There are concerns that many more are living with problems they are ill equipped to deal with which is having a damaging impact on their lives.

The Scottish Parliament Health Committee was taking evidence from social work bosses on the Scottish Government's plans for a Carers Bill.

Glasgow City Council said budget cuts will have a negative effect on social work and that other agencies had to take on some responsibility for identifying young carers in need of support.

Fred Beckett, Glasgow City Council Social Work Services team manager, said they needed to identify those in need sooner.

He said: "There were 300 young carers identified in Glasgow last year.

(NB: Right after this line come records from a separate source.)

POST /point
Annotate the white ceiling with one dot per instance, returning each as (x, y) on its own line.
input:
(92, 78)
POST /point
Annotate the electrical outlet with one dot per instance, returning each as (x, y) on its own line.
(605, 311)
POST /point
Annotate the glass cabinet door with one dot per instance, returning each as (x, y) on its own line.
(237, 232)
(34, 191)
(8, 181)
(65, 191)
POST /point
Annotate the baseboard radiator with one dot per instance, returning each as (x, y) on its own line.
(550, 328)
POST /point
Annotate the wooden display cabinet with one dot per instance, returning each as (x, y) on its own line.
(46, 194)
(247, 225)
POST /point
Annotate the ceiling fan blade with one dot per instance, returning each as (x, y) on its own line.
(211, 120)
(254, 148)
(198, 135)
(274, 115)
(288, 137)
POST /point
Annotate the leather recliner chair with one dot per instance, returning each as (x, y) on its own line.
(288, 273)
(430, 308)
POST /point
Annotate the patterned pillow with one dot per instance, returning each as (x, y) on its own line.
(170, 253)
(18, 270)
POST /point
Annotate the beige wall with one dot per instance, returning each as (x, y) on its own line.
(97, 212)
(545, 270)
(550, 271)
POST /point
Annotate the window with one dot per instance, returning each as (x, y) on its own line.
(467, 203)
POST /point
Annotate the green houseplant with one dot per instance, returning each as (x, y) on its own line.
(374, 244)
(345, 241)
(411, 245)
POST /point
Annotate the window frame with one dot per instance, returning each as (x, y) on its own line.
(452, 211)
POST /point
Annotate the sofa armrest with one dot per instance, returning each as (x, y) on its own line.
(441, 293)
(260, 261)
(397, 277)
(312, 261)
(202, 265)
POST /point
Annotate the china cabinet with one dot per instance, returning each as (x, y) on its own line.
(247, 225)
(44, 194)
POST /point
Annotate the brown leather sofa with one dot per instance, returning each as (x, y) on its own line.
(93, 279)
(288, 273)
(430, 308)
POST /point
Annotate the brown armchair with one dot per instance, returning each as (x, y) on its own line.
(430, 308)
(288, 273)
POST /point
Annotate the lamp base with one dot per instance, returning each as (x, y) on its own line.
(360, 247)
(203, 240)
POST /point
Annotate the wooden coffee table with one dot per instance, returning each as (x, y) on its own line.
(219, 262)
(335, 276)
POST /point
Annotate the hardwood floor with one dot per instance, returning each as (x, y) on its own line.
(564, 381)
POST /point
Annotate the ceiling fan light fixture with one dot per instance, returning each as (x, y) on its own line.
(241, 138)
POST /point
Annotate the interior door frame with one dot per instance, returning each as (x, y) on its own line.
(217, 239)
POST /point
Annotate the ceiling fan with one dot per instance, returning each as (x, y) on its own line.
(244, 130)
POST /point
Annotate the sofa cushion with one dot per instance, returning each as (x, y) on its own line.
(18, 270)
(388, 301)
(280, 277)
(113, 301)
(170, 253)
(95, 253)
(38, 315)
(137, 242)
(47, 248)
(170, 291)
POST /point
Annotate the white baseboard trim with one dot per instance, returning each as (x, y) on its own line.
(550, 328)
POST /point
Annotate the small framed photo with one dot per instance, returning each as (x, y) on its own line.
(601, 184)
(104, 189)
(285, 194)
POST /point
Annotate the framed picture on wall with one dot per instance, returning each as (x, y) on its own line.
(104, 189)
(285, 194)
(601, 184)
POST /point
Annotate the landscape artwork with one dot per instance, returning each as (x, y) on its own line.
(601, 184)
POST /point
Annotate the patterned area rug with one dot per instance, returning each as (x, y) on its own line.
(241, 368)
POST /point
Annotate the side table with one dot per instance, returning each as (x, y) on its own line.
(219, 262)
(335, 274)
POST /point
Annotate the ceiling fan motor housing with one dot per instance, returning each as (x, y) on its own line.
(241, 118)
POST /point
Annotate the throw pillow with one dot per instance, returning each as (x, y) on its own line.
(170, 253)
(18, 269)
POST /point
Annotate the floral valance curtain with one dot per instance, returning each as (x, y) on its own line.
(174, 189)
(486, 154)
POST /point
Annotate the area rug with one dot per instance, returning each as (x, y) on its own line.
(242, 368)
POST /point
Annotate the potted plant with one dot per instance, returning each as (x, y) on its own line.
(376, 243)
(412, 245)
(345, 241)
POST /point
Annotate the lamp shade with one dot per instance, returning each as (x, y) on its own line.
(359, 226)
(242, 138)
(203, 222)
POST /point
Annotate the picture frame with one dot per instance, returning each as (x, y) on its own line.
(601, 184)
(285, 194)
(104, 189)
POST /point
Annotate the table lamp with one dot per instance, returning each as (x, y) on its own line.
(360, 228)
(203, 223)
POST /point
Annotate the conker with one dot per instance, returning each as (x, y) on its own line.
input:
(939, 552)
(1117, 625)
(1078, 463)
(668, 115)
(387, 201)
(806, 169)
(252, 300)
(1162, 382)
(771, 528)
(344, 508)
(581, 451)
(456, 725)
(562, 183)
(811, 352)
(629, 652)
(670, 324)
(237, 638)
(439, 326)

But we don't see the most vulnerable, those living with someone with mental health and addiction problems.

"By the time we get there they are damaged and vulnerable children."

He said the approach to identifying and supporting young carers was crucial in determining their life chances.

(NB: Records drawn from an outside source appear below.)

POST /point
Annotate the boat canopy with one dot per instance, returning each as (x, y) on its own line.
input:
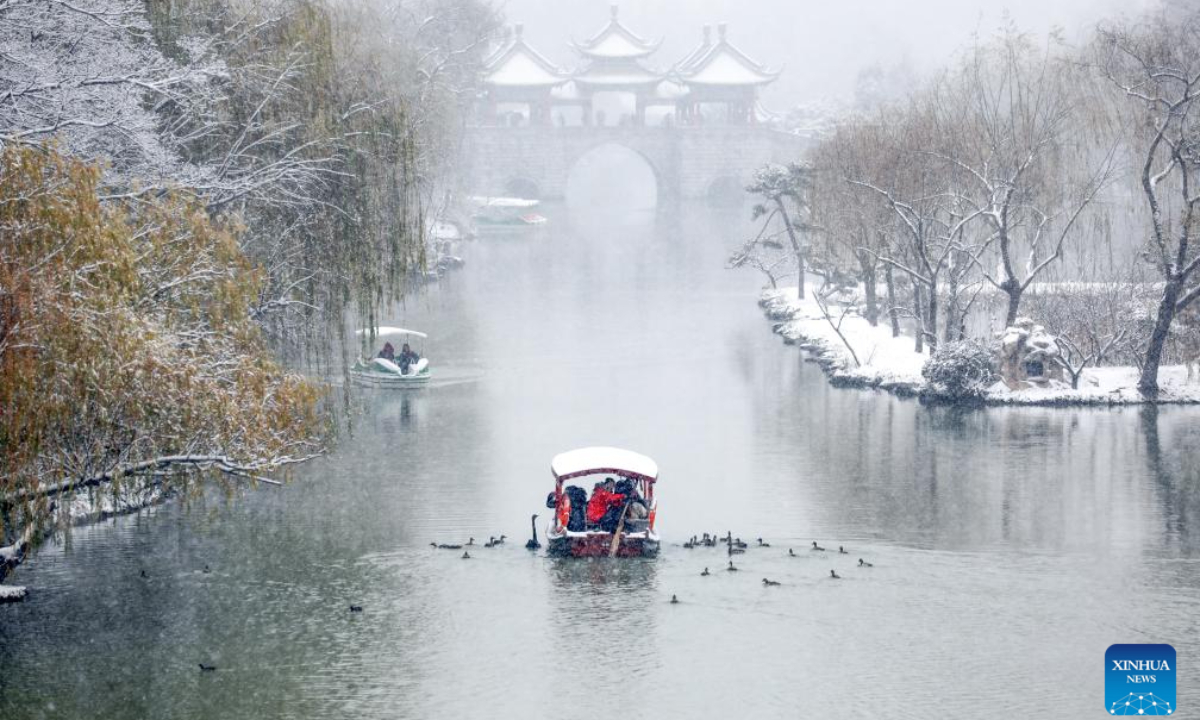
(591, 461)
(385, 330)
(501, 202)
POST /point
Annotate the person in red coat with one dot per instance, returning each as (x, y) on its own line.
(606, 505)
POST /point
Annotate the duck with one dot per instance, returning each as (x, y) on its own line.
(533, 541)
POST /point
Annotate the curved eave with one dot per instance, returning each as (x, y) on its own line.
(618, 83)
(718, 84)
(643, 52)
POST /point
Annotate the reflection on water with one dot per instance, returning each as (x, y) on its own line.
(1011, 545)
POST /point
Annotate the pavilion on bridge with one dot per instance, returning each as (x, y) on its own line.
(715, 83)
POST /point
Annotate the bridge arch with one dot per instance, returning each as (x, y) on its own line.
(640, 173)
(726, 190)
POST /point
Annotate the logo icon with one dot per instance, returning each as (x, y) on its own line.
(1139, 679)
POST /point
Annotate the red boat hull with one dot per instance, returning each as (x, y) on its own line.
(599, 545)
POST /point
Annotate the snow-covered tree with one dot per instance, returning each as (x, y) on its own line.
(1156, 65)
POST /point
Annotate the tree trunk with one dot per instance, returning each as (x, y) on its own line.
(931, 316)
(952, 307)
(873, 306)
(893, 313)
(917, 311)
(1147, 384)
(1014, 292)
(796, 246)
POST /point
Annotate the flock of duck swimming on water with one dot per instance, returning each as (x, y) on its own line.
(492, 541)
(732, 546)
(736, 546)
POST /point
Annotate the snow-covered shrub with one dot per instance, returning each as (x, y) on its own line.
(960, 369)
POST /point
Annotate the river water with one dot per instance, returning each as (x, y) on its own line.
(1011, 546)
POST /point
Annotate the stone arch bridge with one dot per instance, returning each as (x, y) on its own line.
(688, 162)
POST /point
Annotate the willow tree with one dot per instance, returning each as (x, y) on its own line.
(1155, 65)
(127, 351)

He added: "We need to get it right or we will still be fire fighting in social work."

Mr Becket said it wasn't acceptable that very young children are considered to be carers.

The Bill speaks about children not yet of school age but who have caring responsibilities in the home.

Mr Becket said: "A child under school age taking on a caring role is not a very good indictment of our society."

Children's Commissioner Tam Baillie said: "For children under school age, they are children first and carers second.

There shouldn't be any acceptance of that age being in a caring role. Even above that age we have to strike a balance between capability of the child and the expectation of their caring role."

He said children can sometimes thrive in the role of a carer but he said they must be allowed to have a childhood.

Mr Becket said identifying those who are caring or family members was crucial.

He said it can't be left to the council social work departments.

Mr Becket said the NHS had a role to play as for a child to become a carer there had to be a diagnosis of a long term debilitating condition often Parkinson's, Motor Neurone Disease or MS.

He said young people were also more likely to accept interventions from health staff like a nurse than social work.

Last year Glasgow identified 3200 new carers, Mr Becket said.

He added: "We need the NHs to tell us when they diagnose someone with a long term condition."

The council said it will have difficulty dealing with increased workload

In a written submission to the committee, the Social Work Department said: "Offering all carers a Carer Support Plan created significant challenges for Glasgow.

"Local Authority settlements over the next few years will severely reduce social care budgets and this will have an impact on the delivery of social work services supporting those carers the impact of caring was greatest."